IN Brief:
- SEFE Energy has moved its Dutch and Belgian operations into a 1,034 sq m office at WTC Rotterdam.
- The relocation brings commercial teams closer to customers in heavy industry, chemicals, pharmaceuticals, food and beverage, power generation, and digital infrastructure.
- The move places SEFE in a major European port and energy hub as gas, power, and hydrogen markets continue to converge.
SEFE Energy has opened a new Dutch headquarters at the World Trade Centre in Rotterdam, consolidating teams previously based in ’s Hertogenbosch, Rijswijk, and Belgium. The move brings the company’s Benelux operations into a single 1,034 sq m office as it strengthens its position in the Netherlands and Belgium.
The relocation is intended to bring account management, customer support, and commercial teams into one workspace as SEFE serves large corporate customers across heavy industry, chemicals, pharmaceuticals, food and beverage, power generation, and digital infrastructure. Rotterdam offers proximity not only to those industrial clusters, but also to the wider logistics and energy infrastructure of the port region, which remains the largest in Europe and is expanding its role in hydrogen and other transition fuels.
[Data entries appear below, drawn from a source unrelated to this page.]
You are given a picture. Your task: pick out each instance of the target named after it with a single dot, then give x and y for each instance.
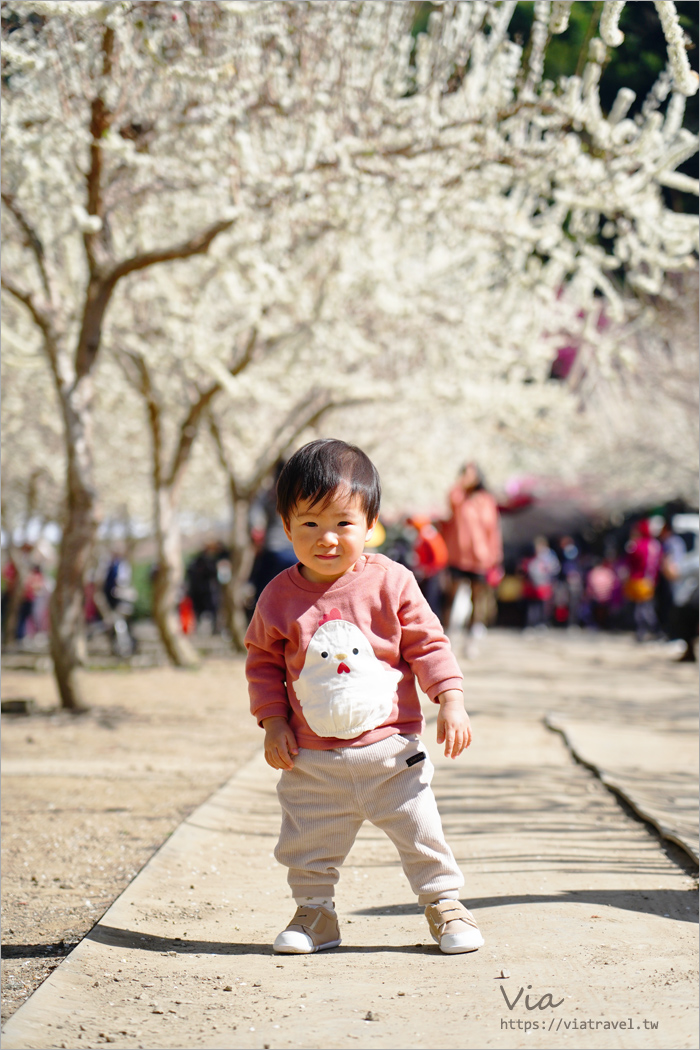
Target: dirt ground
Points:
(86, 800)
(576, 898)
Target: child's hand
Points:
(280, 743)
(453, 728)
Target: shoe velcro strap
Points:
(444, 911)
(306, 918)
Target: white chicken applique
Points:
(343, 689)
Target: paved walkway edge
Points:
(613, 785)
(20, 1030)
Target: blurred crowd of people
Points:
(642, 579)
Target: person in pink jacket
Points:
(474, 545)
(334, 649)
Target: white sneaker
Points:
(453, 927)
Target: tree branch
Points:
(188, 433)
(42, 316)
(100, 291)
(33, 240)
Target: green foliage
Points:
(141, 581)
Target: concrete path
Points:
(581, 906)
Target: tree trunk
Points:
(79, 531)
(168, 581)
(241, 562)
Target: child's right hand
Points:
(280, 743)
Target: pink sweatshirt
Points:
(338, 659)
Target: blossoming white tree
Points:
(140, 135)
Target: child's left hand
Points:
(453, 728)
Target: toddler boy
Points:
(333, 648)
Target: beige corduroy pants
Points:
(327, 796)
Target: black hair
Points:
(319, 468)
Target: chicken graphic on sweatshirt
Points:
(343, 689)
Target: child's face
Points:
(329, 540)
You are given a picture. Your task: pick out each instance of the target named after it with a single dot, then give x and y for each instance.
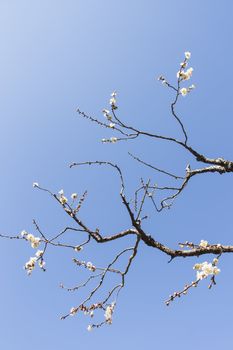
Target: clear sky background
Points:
(60, 55)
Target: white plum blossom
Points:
(90, 266)
(203, 244)
(183, 91)
(41, 264)
(39, 253)
(206, 269)
(113, 139)
(73, 311)
(187, 55)
(74, 196)
(35, 241)
(185, 75)
(24, 233)
(78, 248)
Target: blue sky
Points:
(60, 55)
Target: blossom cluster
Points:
(206, 269)
(63, 199)
(31, 264)
(183, 74)
(35, 241)
(88, 265)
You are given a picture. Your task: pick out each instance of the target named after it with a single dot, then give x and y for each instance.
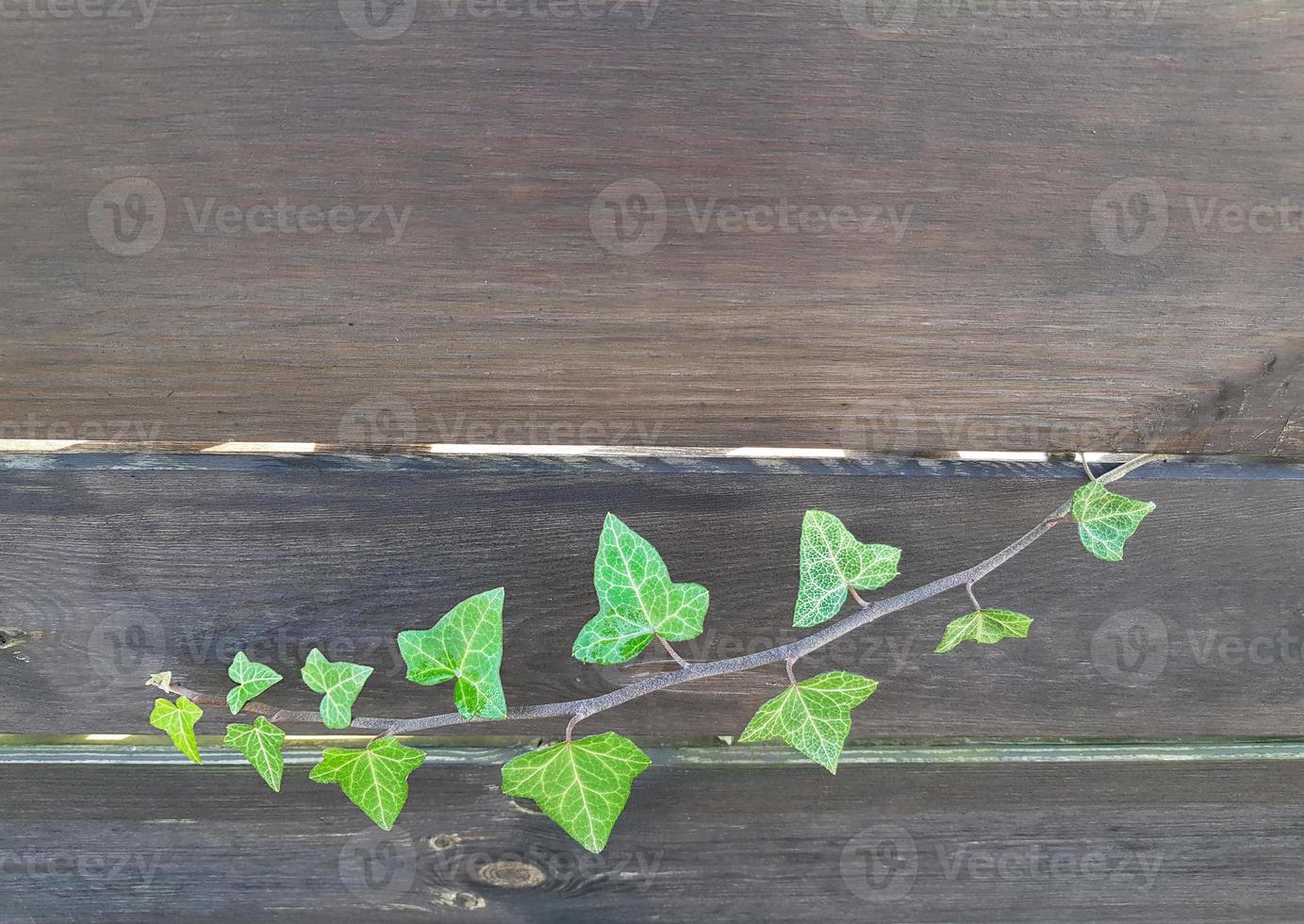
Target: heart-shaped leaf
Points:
(339, 682)
(252, 679)
(831, 561)
(261, 744)
(813, 716)
(374, 780)
(986, 627)
(466, 645)
(177, 719)
(581, 784)
(636, 600)
(1106, 520)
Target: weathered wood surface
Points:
(1021, 301)
(1016, 842)
(118, 566)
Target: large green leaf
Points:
(1106, 520)
(177, 719)
(581, 784)
(339, 682)
(831, 561)
(466, 645)
(813, 716)
(261, 744)
(986, 627)
(636, 600)
(374, 780)
(252, 678)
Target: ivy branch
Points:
(583, 784)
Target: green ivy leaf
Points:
(261, 744)
(814, 717)
(986, 627)
(339, 682)
(465, 644)
(831, 561)
(1106, 520)
(253, 679)
(636, 600)
(581, 784)
(177, 719)
(374, 780)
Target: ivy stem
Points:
(671, 652)
(702, 670)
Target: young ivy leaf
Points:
(581, 784)
(339, 682)
(466, 645)
(636, 600)
(177, 719)
(1106, 520)
(814, 717)
(252, 679)
(374, 780)
(261, 744)
(831, 561)
(986, 627)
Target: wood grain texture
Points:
(1022, 842)
(1000, 317)
(119, 566)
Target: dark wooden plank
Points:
(118, 566)
(1011, 312)
(1015, 842)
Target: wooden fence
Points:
(878, 232)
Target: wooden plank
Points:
(1008, 842)
(119, 566)
(1022, 300)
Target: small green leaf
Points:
(374, 780)
(1106, 520)
(253, 679)
(465, 644)
(340, 682)
(636, 600)
(831, 561)
(986, 627)
(814, 717)
(581, 784)
(261, 744)
(177, 719)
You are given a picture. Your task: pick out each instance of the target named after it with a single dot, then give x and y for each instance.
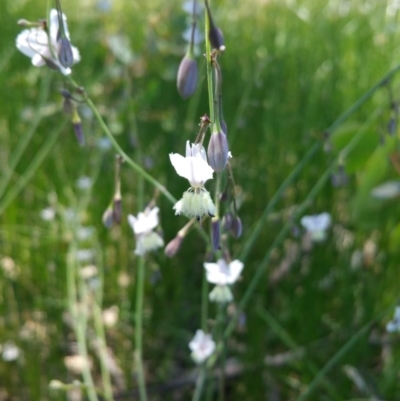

The office has been designed as a flexible workspace with meeting areas, collaboration zones, and quieter spaces for day-to-day operational work. Its location in WTC Rotterdam also places SEFE in a building with BREEAM-NL In-Use Very Good certification, while the complex says its electricity is sourced as certified green power.
For SEFE, the move sits within a wider effort to deepen its European commercial footprint across gas, power, and cleaner energy products. The group sells roughly 200 TWh of gas and power each year, serves more than 50,000 customers, and has been widening its portfolio through long-term LNG and hydrogen-linked agreements as industrial buyers balance price risk, security of supply, and decarbonisation targets.
Bringing the Dutch and Belgian teams into one site gives the supplier a more visible base in a market where flexible procurement, multi-country contracting, and transition planning are increasingly converging. In Rotterdam, those demands are concentrated in one of Europe’s busiest industrial and energy corridors.